The pope has remained a bit silent in addressing the victims. He actually refused to meet with victims before becoming the pope, and it was fifteen months into his papacy before he finally agreed to meet with any abuse victims. Here are a few lessons I think the pope could learn in order for him to effectively address this scandal.
1. Shift the priorities. One of the biggest criticisms of the pope’s address is the accolades he gave to the bishops for how they have handled the scandal. Think about how a survivor would view those remarks and praises. Many bishops within the Catholic Church have actively sought to cover up the scandal and have even overlooked the abuse for years. Of course not all bishops have done that, but many have. From the eyes of the victim, it seems that the pope offered the majority of his condolences to the bishops—those who were inconvenienced by the sexual abuse second handedly. The pope is not adequately portraying the experience of the victims in his public address. In any case of abuse, the victim should always be first priority. From the outside looking in, the pope’s actions seem to indicate more allegiance to the bishops (many of whom re-traumatized the victims by their failure to act when they learned of the abuse) instead of the survivors.
2. Acknowledge the victims’ pain more openly. Pope Francis has appeared to be skittish at the prospect of meeting with survivors and acknowledging their struggle publicly. His address this past week in America marks one of the few times he has spoken about the scandal. When he has addressed the trauma the victims endured, it has mostly been during private meetings with the survivors. This connotes secrecy and a lack of acknowledgement.

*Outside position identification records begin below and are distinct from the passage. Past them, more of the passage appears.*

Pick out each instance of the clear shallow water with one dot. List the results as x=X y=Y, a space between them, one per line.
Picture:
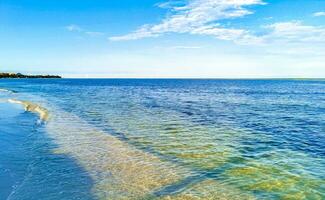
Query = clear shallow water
x=165 y=139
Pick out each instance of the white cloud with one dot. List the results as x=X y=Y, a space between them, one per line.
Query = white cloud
x=296 y=32
x=73 y=28
x=186 y=47
x=319 y=14
x=198 y=17
x=76 y=28
x=94 y=34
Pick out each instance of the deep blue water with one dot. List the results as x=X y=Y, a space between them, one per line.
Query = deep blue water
x=232 y=138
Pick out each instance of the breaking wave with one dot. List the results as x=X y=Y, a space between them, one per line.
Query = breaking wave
x=32 y=107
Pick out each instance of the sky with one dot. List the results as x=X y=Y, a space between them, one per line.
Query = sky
x=164 y=38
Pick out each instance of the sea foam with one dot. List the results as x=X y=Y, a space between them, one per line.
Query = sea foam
x=32 y=107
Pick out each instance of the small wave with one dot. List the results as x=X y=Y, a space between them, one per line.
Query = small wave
x=31 y=107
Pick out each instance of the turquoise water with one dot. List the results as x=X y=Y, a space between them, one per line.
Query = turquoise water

It’s one thing for the pope to validate the victims behind closed doors, but it’s quite another for him to address them publicly, and chastise those who have failed to act to protect them. The pope undermines the gravity of the victims experience when he openly praises the bishops for their “courage” to confront the scandal. Survivors of abuse need to be heard and advocated for before anything else. Survivors are victimized behind closed doors…they don’t need to be placated behind closed doors also.

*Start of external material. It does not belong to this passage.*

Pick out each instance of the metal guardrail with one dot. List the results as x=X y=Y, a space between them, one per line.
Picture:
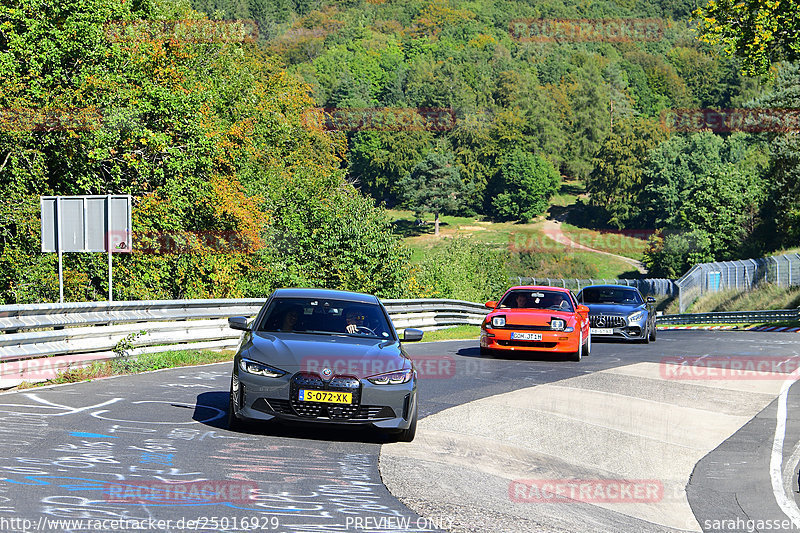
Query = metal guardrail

3. Take full responsibility. In a gesture to show how sexual abuse is a universal problem and not just a Catholic Church problem, Pope Francis met with a few victims during his U.S. visit who had not been sexually abused by anyone within the Catholic Church. Rather, relatives or other adult figures had abused them. A Vatican spokesperson said this gesture was done to show a larger perspective. “We know the problem is a universal problem, in the universal church, and also in society,” the spokesperson said. Although this might appear to be a gesture of understanding and validation, it feels and looks more like a diversion tactic. Instead of being advocated for, victims got a response in the vein of: “sure, abuse happened in the Catholic Church, but it also happens everywhere, so don’t be too mad at us.” If you were to tell one of the 538 million people in Africa who was dying from a lack of access to clean water, “Hey I know this sucks, but there are also 180 million people in Southwest and Central Asia that are in your same position. Lots of people have this problem,” you’d most likely get punched in the face. That fact is irrelevant to the person’s suffering. Rather than a “reality check” of universal problems, this person needs solutions, compassion, and professional help. The pope’s stance to zoom out on the universal problem of sexual abuse appears to be a diffusion of responsibility within the Catholic Church and fails to address the scandal directly.

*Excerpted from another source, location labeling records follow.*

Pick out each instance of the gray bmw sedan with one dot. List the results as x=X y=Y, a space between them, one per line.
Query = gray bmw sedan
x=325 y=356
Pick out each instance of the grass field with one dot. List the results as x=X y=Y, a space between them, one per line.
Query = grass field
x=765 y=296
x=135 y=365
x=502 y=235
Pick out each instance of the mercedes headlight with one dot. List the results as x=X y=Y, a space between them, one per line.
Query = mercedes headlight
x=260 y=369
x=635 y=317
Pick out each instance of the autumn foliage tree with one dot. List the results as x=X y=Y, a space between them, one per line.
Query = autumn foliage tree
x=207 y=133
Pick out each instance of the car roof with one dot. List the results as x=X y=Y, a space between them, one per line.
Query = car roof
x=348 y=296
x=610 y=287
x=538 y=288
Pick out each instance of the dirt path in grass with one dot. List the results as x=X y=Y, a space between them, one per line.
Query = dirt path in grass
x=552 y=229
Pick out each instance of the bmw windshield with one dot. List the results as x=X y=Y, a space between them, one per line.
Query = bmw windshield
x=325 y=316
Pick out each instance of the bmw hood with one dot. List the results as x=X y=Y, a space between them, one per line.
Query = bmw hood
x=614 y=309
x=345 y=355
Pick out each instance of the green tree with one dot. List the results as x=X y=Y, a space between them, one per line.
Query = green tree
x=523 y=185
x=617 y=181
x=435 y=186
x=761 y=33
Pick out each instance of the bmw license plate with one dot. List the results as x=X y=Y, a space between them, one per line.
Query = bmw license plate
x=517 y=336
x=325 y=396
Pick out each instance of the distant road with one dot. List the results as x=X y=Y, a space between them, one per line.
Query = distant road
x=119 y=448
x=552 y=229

I understand that it is many people’s inclination to handle a delicate matter like sexual abuse privately and quietly. However, a scandal of this magnitude appears to be of epidemic proportions and needs direct leadership and a direct response. My hope is that Pope Francis will realize that the survivors of the Catholic Church sexual abuse scandal don’t need private sympathies. They need the church to take responsibility, throw out the bad guys who are contributing to the rape culture within the church by silencing the victims, and collaborate with the survivors to help them find healing so this does not keep happening. As for now, the abuse cycle continues. Just last week another Catholic priest was found guilty for sexually abusing boys in an orphanage. God have mercy.